How Financial Institutions Can Prevent FraudHow Financial Institutions Can Prevent Fraud

According to the Federal State Commission, the total consumer complaints last year reached an all-time high of 3.2 million, which is a three percent increase from 2018. This report asserted that Fraud was by far the largest source of consumer anger, carrying a total of 1.7 million complaints.

Even so, fraud is not something that customers alone have to worry about. Financial institutions are making massive losses each year as hackers and cyber criminals advance their technology and tactics.

Luckily, there are things financial institutions can do to prevent fraud. They include the following:

Watching for internal fraud

Varonis global data risk assessment found that in 2019, 53 percent of the assessed companies had more than 1,000 sensitive data files open to all their employees. In many cases, fraud in financial institutions is instigated by malicious insiders who have access to sensitive information. Besides safeguarding data, financial institutions should be very meticulous while hiring and conducting background checks to spot individuals with the potential of committing fraud against the institution. They should also put in place a checks-and-balances workflow to eliminate a potential threat before fraudulent transactions are conducted.

Employ the most advanced cyber security

It’s always helpful to identify a threat and eliminate it before it causes any damage, and one of the most effective ways of doing so is employing up to date cyber security. Financial institutions should seek professional services from leading cyber security agencies that offer services like threat intelligence and managed security. These agencies typically monitor internet sections where hackers lurk and deal important information, including the Deep Web and Darknet, and actively mitigate threats before they become a problem.

Identifying all individuals making transactions

The Federal Institutions Examination Council has been encouraging financial institutions to set up a layered security system. One critical layer of such a security system involves identifying every person as they make a transaction or access electronic banking services. They should employ means to authenticate customers in real time through automatic signature verification.
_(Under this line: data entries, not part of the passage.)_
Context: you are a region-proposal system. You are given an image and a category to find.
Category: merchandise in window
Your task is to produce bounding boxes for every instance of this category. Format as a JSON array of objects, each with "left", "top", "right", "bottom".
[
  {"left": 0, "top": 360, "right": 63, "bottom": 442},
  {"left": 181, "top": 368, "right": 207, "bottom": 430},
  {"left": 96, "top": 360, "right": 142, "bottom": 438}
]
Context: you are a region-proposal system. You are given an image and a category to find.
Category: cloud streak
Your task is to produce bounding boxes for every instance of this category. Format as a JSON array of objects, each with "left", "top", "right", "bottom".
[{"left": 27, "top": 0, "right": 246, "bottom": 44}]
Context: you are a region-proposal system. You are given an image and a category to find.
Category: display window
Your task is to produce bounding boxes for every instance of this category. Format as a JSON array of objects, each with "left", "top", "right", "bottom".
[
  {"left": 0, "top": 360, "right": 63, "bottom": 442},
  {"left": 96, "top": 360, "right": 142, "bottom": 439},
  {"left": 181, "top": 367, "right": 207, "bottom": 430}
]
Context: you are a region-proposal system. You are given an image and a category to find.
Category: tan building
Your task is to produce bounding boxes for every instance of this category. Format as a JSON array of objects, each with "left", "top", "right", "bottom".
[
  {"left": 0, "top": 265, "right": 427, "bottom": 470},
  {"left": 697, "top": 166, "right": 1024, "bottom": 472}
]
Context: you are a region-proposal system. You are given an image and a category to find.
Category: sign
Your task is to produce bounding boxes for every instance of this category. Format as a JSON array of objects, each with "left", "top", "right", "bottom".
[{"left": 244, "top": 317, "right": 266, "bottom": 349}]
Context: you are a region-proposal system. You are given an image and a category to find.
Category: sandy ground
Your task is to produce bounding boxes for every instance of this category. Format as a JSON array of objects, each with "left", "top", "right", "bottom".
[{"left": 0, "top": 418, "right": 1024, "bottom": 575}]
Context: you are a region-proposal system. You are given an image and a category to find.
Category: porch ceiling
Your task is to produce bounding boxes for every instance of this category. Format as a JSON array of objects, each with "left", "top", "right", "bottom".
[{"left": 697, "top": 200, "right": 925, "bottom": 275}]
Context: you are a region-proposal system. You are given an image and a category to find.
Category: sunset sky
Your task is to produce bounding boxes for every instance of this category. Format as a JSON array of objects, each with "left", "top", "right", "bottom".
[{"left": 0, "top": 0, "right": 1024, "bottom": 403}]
This is often done with different software options:

• Visual signature capture

• Electronic signature capture

• Automated signature verification for multiple documents

Educating their customers

Many financial institutions make losses due to consumer fraud, and it’s time they took the issue seriously and faced the fact that not everyone is tech-savvy. From the many cases we’ve seen, it’s clear that most of their customers are largely uanware of the most recent methods cybercriminals use. They should include a dedicated page or two on their website and mobile apps to inform their customers about cybercrime and fraud while recommending the best approaches of preventing fraud. In the process, they should also include relevant contact information and the right steps to take to report fraud. That’s important because it helps the financial institutions and law enforcement agencies to stay abreast of the tactics of cyber criminals and respond accordingly.

Staying on the top of their IT security

All financial institutions should be more concerned about their network security. From phishing and spoofing to infecting networks with malware, cyber criminals often use different methods to breach networks and harvest data, and many of them work. The financial institutions have to monitor external threats and ensure internal access is checked periodically. This means that the user access rights have to be reviewed periodically to make sure employees are only accessing their assigned network areas.

Making sure internal audit departments are independent

A timely internal audit testing should be done in all financial institutions and reported immediately to the board of directors. Such a review is important in fraud prevention. On top of that, however, the financial institutions should make it clear to internal auditors that as much as other employees may take part in the testing, they shouldn’t have responsibilities in the areas they’re testing. That’s important because it ensures the people being involved are independent.